Anti-trans activists called Thomas a villain and argued that her success eclipses the achievements of cisgender women. Those who advocate for the acceptance of trans athletes in competitive sports argue that there is no evidence that transgender women have an advantage. And they say it’s illegal under Title IX to deny them participation, but they’ve had a harder time arguing that cases like Thomas’s are rare and of little relevance to the vast majority of cisgender competitors.

Thomas planned to continue swimming competitively after college, she told Sports Illustrated. But World Aquatics rules bar transgender athletes from competition unless they have not yet experienced biological puberty. The Court of Arbitration for Sport rejected Thomas’ challenge to the rule, barring her from most elite competitions, including the 2024 Olympics.

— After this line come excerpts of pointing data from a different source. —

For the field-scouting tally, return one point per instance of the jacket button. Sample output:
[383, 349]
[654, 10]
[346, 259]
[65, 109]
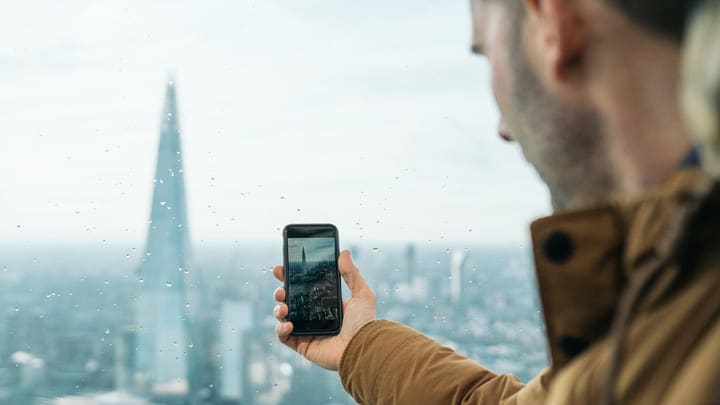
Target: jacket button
[558, 247]
[572, 346]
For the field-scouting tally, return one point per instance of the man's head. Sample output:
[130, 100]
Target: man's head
[587, 87]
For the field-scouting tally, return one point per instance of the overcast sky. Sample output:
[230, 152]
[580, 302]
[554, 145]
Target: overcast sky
[370, 115]
[316, 249]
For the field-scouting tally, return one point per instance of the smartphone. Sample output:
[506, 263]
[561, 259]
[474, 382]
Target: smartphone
[312, 279]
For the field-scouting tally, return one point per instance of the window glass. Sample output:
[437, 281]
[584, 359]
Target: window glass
[153, 151]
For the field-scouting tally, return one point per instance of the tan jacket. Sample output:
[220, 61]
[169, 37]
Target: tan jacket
[631, 298]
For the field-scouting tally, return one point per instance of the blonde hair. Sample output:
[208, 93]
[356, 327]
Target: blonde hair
[701, 83]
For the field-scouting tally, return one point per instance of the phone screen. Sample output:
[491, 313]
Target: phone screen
[312, 281]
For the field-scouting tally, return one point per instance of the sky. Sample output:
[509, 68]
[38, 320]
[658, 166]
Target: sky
[370, 115]
[316, 249]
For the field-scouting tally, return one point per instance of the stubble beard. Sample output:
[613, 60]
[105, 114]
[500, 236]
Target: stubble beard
[566, 145]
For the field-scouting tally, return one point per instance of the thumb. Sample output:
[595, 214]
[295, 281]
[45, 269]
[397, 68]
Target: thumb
[351, 274]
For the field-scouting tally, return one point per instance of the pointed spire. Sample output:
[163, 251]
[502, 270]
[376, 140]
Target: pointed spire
[162, 315]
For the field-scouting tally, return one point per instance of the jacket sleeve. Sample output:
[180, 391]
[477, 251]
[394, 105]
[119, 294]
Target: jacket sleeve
[388, 363]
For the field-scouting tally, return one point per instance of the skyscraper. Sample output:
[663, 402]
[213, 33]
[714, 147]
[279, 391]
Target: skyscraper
[163, 302]
[304, 260]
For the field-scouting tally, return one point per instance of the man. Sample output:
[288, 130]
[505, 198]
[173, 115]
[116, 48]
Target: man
[627, 266]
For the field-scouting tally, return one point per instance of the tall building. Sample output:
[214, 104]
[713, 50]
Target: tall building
[409, 263]
[304, 260]
[164, 333]
[457, 262]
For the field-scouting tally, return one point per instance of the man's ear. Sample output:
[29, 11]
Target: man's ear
[561, 37]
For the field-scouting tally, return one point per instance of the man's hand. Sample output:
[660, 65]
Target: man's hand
[358, 310]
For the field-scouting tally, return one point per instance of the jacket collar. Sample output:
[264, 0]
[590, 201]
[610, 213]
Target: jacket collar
[584, 259]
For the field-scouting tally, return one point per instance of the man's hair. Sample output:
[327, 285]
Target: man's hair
[666, 17]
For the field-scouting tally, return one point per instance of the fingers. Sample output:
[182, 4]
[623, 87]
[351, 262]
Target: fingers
[351, 274]
[278, 273]
[279, 294]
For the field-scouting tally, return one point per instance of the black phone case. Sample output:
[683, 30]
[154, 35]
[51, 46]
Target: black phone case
[327, 332]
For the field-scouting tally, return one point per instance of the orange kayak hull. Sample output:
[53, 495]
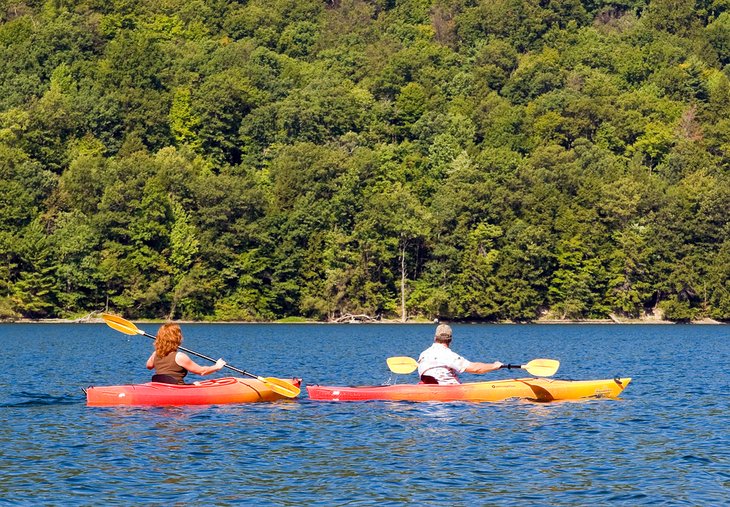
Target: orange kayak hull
[208, 392]
[536, 389]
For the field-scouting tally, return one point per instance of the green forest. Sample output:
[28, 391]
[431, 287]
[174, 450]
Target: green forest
[491, 160]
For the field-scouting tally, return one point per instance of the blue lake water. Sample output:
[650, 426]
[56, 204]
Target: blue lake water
[666, 441]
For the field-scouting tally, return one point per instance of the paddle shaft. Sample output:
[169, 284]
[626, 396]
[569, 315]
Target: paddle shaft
[511, 366]
[203, 356]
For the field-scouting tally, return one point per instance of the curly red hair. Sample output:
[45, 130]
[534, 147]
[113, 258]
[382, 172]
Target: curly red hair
[168, 339]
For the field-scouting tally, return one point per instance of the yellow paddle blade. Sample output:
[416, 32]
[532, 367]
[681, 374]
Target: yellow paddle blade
[401, 364]
[542, 367]
[120, 324]
[281, 387]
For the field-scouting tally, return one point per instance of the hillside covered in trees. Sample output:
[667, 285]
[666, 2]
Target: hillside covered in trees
[467, 159]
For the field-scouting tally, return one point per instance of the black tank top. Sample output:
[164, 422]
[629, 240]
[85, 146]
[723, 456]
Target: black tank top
[167, 366]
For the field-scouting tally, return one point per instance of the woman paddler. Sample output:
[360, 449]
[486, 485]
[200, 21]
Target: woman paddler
[169, 363]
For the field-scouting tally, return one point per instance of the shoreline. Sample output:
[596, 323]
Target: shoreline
[614, 321]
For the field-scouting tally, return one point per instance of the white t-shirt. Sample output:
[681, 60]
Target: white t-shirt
[442, 363]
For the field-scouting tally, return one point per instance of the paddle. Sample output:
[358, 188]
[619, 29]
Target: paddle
[277, 385]
[536, 367]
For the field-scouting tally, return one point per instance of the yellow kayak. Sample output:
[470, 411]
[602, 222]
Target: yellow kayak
[536, 389]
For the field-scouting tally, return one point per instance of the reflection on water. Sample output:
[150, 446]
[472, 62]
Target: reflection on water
[664, 442]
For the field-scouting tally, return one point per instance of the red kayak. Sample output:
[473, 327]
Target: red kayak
[537, 389]
[206, 392]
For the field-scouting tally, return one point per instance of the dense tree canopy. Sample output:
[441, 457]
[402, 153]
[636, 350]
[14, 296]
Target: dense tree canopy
[466, 159]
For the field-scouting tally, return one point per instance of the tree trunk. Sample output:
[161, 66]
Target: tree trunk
[404, 314]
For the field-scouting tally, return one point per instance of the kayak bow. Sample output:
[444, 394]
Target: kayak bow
[207, 392]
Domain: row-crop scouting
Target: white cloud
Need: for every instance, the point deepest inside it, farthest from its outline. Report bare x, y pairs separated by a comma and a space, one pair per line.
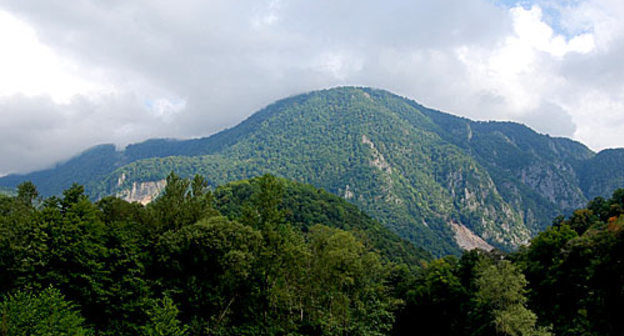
133, 70
32, 68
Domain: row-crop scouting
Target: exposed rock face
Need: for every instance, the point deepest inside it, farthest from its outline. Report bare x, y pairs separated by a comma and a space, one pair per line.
143, 192
467, 240
379, 161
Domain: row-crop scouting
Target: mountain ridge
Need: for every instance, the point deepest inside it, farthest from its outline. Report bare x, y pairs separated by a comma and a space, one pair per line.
415, 169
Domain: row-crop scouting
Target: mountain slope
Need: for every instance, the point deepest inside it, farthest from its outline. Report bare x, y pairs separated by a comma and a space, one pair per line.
440, 181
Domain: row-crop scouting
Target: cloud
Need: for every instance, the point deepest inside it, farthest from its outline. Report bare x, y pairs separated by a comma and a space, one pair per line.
140, 69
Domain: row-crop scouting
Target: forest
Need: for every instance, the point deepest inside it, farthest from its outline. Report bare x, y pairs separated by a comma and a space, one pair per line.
268, 256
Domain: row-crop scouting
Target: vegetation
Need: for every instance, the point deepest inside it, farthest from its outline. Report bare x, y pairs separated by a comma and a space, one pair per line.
268, 256
413, 169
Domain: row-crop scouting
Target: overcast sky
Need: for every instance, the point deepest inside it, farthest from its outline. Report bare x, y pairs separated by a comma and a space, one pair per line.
74, 74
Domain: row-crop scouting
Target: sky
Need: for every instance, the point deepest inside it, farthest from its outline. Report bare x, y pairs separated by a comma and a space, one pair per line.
74, 74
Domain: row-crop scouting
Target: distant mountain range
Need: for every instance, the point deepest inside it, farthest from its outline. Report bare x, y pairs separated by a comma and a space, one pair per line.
441, 181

The dilemma facing the NCAA and other sports organizers is complicated by the fact that there is no clear scientific consensus on whether transgender women, particularly those who have experienced male puberty, enjoy a natural physical advantage even after prolonged hormone therapy towards cis women.

And like cisgender athletes, trans athletes’ abilities vary.

A 2017 review in the journal Sports Medicine found that there is “no direct or consistent research” showing transgender people have an advantage. But it is nearly impossible, experts say, to determine, for example, whether a trans woman’s pre-transition testosterone load would provide a greater advantage than the height of a person born tall, who studies show could therefore run faster, or whether there is a variant of ACTN3 or ACE -Genes could give an athlete an advantage in speed and strength.

A widely cited 2020 review in the British Journal of Sports Medicine that examined the records of 75 Air Force individuals found that trans women were, on average, 9% faster than their cisgender female counterparts, even after a year of testosterone suppression.

Another 2023 academic study found that athletic differences between trans women and cisgender women are shrinking as they transition, arguing: “The exclusion of trans people also harms the skills and athleticism of both cisgender and cisgender women. as well as trans athletes.”

“Unfortunately, there is a lack of research on cisgender and trans gender differences,” added that study’s author, DJ Oberlin, in the journal Frontiers in Sports and Active Living.

Whether the NCAA will consider these or other studies when reviewing its policies for trans athletes is unclear. The association did not provide any information in April about what aspects of its policies would be reviewed, who would review them, whether that process would be public or when it might be completed.